How We Used Causely to Solve a Crashing Bug in Our Own App—Fast

How We Used Causely to Solve a Crashing Bug in Our Own App—Fast

At Causely, we don’t just ship software – we run a reasoning platform designed to detect, diagnose, and resolve failure conditions with minimal human intervention. Our own cloud-native application runs in a highly distributed environment, with dozens of interdependent microservices communicating in real-time. It’s complex, dynamic, and constantly evolving—just like the environments our customers run. 

Recently, we encountered an issue that perfectly illustrates the value of Causely’s Causal Reasoning Platform in action.  

A Crash That Didn’t Want to Be Found 

While reviewing our staging environment— which uses our existing OpenTelemetry instrumentation to identify root causes in our production deployment of Causely — I noticed something disturbing: a frequent crash failure had been quietly recurring over six days in one of our analytics microservices. 

This type of issue is notoriously difficult to detect. The logs were noisy. The failures were intermittent. The symptoms appeared scattered—some in one analysis module, others in a different component entirely. This issue would’ve gone unnoticed in most environments or been chalked up to transient behavior. But Causely identified the cause. Not as an alert or a spike in a dashboard – but as an active root cause that is impacting our system. It wasn’t just showing us individual failures. It was showing us causality - the propagation behind the symptoms. 

Different subcomponents—analysis-3, analysis-5—were failing in seemingly unrelated ways. One had high error rates; another had frequent panics. Without Causely, we would’ve been chasing these symptoms in isolation. Logging into pods, checking dashboards, comparing timelines. A manual, time-consuming wild goose chase. 

What Causely Did Differently 

 Causely automatically inferred these separate symptoms across services and time into a single root cause: a concurrency issue in a shared in-memory map used across multiple analysis workers. 

The issue? A concurrent write-read condition that would only manifest under higher-volume conditions – something nearly impossible to catch in development or test environments. But Causely connected the dots through symptom propagation and causal relationships, allowing us to zero in on the problem fast. 

Technical Deep Dive: The Bug Behind the Crash 

The crash was caused by concurrent access to a Go map, which is unsafe for concurrent reads and writes without explicit synchronization. 

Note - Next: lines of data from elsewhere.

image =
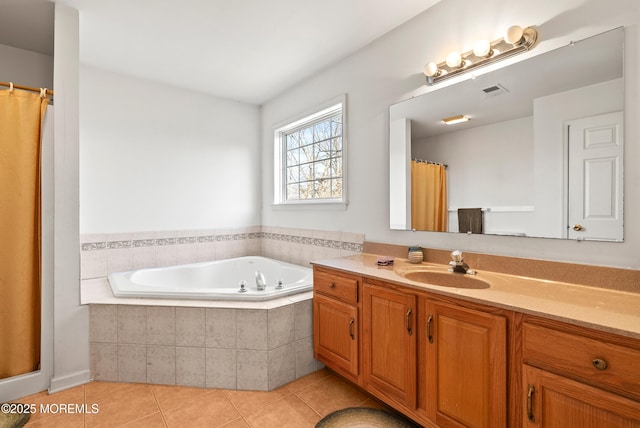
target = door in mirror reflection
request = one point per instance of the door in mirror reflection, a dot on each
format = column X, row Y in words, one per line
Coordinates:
column 595, row 177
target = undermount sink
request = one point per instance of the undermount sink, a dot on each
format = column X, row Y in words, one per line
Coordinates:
column 447, row 279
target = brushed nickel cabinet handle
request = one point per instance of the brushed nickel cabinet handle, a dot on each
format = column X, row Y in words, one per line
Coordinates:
column 351, row 321
column 530, row 403
column 599, row 363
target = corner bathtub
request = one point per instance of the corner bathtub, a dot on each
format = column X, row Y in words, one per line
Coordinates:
column 215, row 280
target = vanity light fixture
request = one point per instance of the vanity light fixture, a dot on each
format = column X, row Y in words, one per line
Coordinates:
column 516, row 40
column 456, row 119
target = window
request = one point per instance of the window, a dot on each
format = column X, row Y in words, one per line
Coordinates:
column 309, row 158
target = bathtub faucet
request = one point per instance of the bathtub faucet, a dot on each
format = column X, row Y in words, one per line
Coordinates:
column 261, row 283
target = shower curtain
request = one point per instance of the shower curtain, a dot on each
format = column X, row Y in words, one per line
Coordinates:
column 429, row 208
column 21, row 115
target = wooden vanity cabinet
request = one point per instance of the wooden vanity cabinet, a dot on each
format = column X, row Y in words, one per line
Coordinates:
column 464, row 381
column 578, row 377
column 336, row 326
column 389, row 342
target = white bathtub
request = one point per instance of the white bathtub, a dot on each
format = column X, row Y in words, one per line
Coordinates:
column 216, row 280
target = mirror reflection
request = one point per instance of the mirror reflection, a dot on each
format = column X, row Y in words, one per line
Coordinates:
column 541, row 154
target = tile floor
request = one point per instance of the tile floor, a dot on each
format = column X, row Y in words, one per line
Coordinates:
column 301, row 403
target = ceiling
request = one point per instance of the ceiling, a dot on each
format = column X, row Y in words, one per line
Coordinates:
column 245, row 50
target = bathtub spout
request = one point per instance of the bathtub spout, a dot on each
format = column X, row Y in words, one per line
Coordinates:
column 260, row 281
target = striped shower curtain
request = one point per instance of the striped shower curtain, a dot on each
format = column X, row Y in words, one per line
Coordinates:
column 429, row 208
column 21, row 114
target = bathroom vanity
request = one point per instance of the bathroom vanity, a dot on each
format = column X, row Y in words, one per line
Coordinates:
column 492, row 350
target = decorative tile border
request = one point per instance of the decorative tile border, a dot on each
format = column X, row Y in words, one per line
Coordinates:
column 139, row 243
column 317, row 242
column 296, row 239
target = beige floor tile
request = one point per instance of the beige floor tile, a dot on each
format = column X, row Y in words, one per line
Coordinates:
column 289, row 412
column 207, row 411
column 301, row 403
column 331, row 394
column 57, row 421
column 238, row 423
column 172, row 396
column 49, row 410
column 126, row 404
column 307, row 380
column 248, row 402
column 154, row 420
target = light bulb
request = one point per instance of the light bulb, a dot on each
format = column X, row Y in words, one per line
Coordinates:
column 431, row 69
column 482, row 49
column 454, row 59
column 514, row 35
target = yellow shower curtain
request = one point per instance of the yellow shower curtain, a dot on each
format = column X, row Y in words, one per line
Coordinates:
column 21, row 115
column 429, row 208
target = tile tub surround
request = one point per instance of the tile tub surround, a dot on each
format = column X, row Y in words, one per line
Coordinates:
column 231, row 348
column 104, row 253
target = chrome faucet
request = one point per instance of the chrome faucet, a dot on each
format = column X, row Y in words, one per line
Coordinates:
column 458, row 265
column 261, row 283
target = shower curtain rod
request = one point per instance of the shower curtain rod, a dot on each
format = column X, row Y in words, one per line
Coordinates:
column 431, row 162
column 24, row 88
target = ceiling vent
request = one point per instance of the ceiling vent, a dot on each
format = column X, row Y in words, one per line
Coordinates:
column 495, row 90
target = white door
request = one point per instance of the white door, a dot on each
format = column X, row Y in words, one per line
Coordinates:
column 595, row 177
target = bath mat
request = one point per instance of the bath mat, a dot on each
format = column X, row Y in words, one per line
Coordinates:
column 360, row 417
column 12, row 420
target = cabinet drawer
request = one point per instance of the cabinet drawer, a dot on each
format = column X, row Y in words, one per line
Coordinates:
column 593, row 361
column 340, row 286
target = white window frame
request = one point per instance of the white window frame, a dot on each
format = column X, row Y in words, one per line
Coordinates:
column 308, row 116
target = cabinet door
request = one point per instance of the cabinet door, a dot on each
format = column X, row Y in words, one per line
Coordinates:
column 554, row 401
column 389, row 344
column 466, row 382
column 335, row 335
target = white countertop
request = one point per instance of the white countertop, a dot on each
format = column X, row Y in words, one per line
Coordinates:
column 599, row 308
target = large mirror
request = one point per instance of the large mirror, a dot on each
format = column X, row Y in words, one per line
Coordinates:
column 540, row 156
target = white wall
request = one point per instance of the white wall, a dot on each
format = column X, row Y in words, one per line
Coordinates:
column 71, row 320
column 155, row 158
column 390, row 70
column 25, row 67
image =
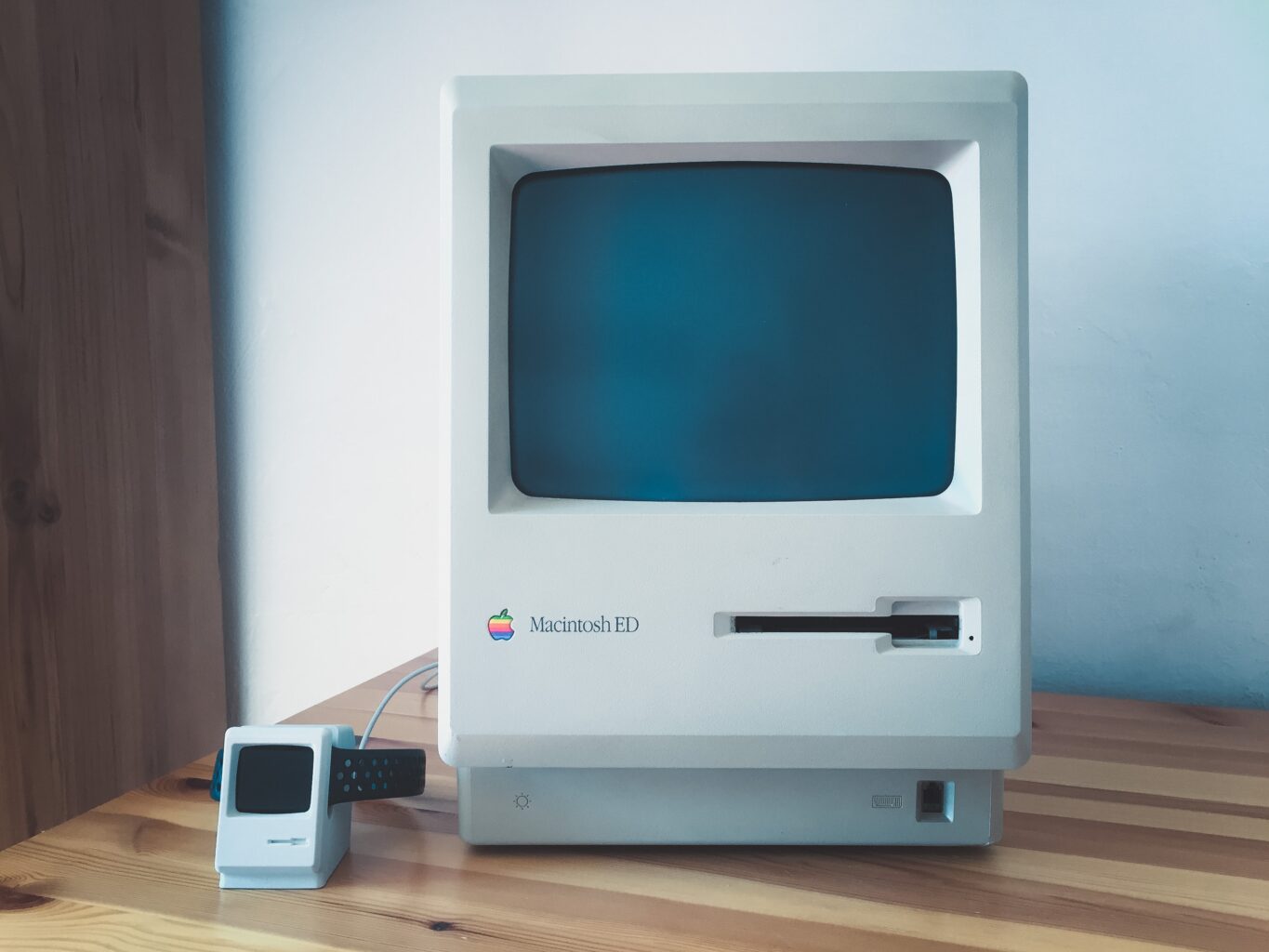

We were using a plain map [string]SomeStruct to store intermediate analysis results across worker goroutines. This map was being: 

  • Written to by one thread collecting event evidence in real time 
  • Read from simultaneously by another thread responsible for emitting outputs 

Under low volume, this worked fine. But under sustained load in production, the race condition emerged—resulting in panics like: 

fatal error: concurrent map read and map write 

 This is a classic Go gotcha. The fix was straightforward: we wrapped the map with a sync.RWMutex to protect both reads and writes, ensuring thread safety. Alternatively, we could have used a sync.Map, but since our access patterns were relatively simple and performance-sensitive, the mutex approach was more appropriate. 

This was one of those bugs where: 

  • It was impossible to reproduce locally 
  • The crash symptoms varied depending on which thread accessed the map first 
  • And the logs, while technically correct, gave no useful hint unless you already suspected the concurrency issue 

 Without Causely surfacing the underlying causality across services and across time, this would have remained an intermittent ghost bug. 

From Root Cause to Resolution – In Hours, Not Days 

Thanks to the inference Causely provided, we identified the concurrency bug, coded a fix, and shipped it – all within a couple of hours. 

This wasn’t just about speed. It was about precision. Without Causely, our team might have: 

  • Spent days troubleshooting unrelated alerts and errors 
  • Overlooked the root cause due to insufficient signal 
  • Delayed resolving an issue that was actively degrading reliability 

Why This Matters 

Crashes like these don’t always surface in ways traditional monitoring or modern observability systems can catch. They emerge over time, appear intermittent, and produce symptoms that span components. 

Causely gave us what observability tools couldn’t: contextual understanding. Observability tools show you context. Causely helps you understand it. It didn’t just tell us something was broken. It told us what was breaking, why, and what needed to change. 

This is the power of causal reasoning over correlation. 

We built Causely to operate in the most demanding environments – and we hold ourselves to that same standard. This incident was a clear example of how our platform enables us to move faster, with more confidence, and resolve issues before they impact users. 

And that’s exactly the kind of reliability we aim to bring to every engineering team.